Si tu n’as jamais entendu parler de L’Hallucidité, t’as raté un pan entier de la scène tribe française. Plus qu’un label ou un sound, c’est un projet de vie né d’un rêve simple : faire péter ses propres prods sur une grosse facade. De cette envie sont nés un disquaire underground à Alès, des vinyles devenus cultes, un sound system monstre de 100 kW, et des fêtes dont les murs se souviennent encore. Entretien avec Guillaume, passionné à l’ancienne et acteur majeur d’une époque en voie de disparition… mais qui vibre toujours.
Salut Guillaume ! Raconte-nous comment L'Hallucidité est né. C'était un projet que vous aviez en tête depuis longtemps, Sonny et toi ?
Hello Alex, ça fait longtemps !
À la base, avec Sonny, on crée de la musique et on avait envie d’entendre ce que ça donnait à fort volume sur une sono. Après, il y a eu l’envie de jouer pour un public. C’est pourquoi nous avons décidé de créer notre sound system.
Parlons un peu du shop à Alès...
La boutique était une belle époque. Une devanture sans enseigne et poussiéreuse, un rideau métallique à peine ouvert, des horaires chaotiques la nuit comme le jour. Une pochette Spiral Tribe brûlée par le soleil dans le coin de la vitrine en guise de derniers indices, et vous arriviez jusqu’au trésor.
Un catalogue unique avec beaucoup de collectors. Les rares personnes qui avaient assez de motivation pour arriver jusqu’au shop avaient la chance de vivre une expérience humaine où un lien se créait.

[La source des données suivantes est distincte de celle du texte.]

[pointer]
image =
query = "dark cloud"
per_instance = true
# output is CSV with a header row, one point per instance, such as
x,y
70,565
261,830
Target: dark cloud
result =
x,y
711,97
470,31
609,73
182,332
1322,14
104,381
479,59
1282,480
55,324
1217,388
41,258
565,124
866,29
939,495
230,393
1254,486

Un jour, je me souviens avoir reçu un message d’Angleterre qui disait : your shop is a legend !
C’était aussi surtout un moyen pour moi de vivre en dégageant un max de temps libre pour ma passion de la musique.
Du label au shop, puis au sound system... Comment s'est faite cette évolution ?

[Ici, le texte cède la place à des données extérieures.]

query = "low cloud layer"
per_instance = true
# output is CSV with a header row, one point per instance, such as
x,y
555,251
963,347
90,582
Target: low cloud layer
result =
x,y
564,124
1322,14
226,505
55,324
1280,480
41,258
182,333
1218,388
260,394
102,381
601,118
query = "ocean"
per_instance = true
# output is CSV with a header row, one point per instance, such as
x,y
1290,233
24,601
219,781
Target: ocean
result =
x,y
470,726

Disons que le sound system a pris naturellement le pas sur tout le reste. Nous nous sommes fixé un objectif de 100 kW Exekut qui est aujourd’hui quasiment atteint. Après quoi, j’espère pouvoir me consacrer plus pleinement à la composition.
Quand vous signez des artistes sur le label...

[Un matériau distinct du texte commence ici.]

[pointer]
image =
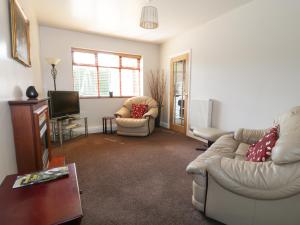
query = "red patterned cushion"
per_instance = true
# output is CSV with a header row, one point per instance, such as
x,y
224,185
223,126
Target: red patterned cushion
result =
x,y
138,110
261,151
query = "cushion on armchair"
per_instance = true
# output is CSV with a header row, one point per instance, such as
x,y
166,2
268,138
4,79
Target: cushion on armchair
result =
x,y
138,110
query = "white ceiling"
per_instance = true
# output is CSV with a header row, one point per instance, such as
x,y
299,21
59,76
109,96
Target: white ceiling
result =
x,y
120,18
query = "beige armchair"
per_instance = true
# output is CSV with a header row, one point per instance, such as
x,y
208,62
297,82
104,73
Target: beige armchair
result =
x,y
232,190
136,127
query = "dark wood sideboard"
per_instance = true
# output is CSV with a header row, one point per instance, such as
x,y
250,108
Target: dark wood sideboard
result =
x,y
30,120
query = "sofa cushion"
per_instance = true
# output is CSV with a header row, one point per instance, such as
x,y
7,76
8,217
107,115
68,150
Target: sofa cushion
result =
x,y
242,151
131,122
209,133
138,110
287,148
261,151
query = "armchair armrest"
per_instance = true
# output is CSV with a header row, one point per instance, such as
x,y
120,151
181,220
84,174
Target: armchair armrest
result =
x,y
153,112
264,180
249,136
123,113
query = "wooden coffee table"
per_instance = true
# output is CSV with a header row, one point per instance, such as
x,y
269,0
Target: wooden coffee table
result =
x,y
54,202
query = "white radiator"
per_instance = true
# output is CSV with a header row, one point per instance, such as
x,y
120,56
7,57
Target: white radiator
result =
x,y
200,113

C’est un mélange entre coup de cœur et renommée de l’artiste.
Le son, c’est votre truc depuis le début...
De nature assez nostalgique, je collectionne les productions old school de la première heure, mais je suis aussi très friand de nouveautés. S’il y a bien un sujet sur lequel on se complète à merveille avec mon frère, c’est la musique.
Pour les events, c’est quoi la config actuelle du sound ?
Actuellement, nous avons 60 kW et 40 kW en construction depuis presque 3 ans. Il reste aussi le côté déco et mapping à compléter.
J'ai entendu parler d'une histoire de 500 vinyles voilés...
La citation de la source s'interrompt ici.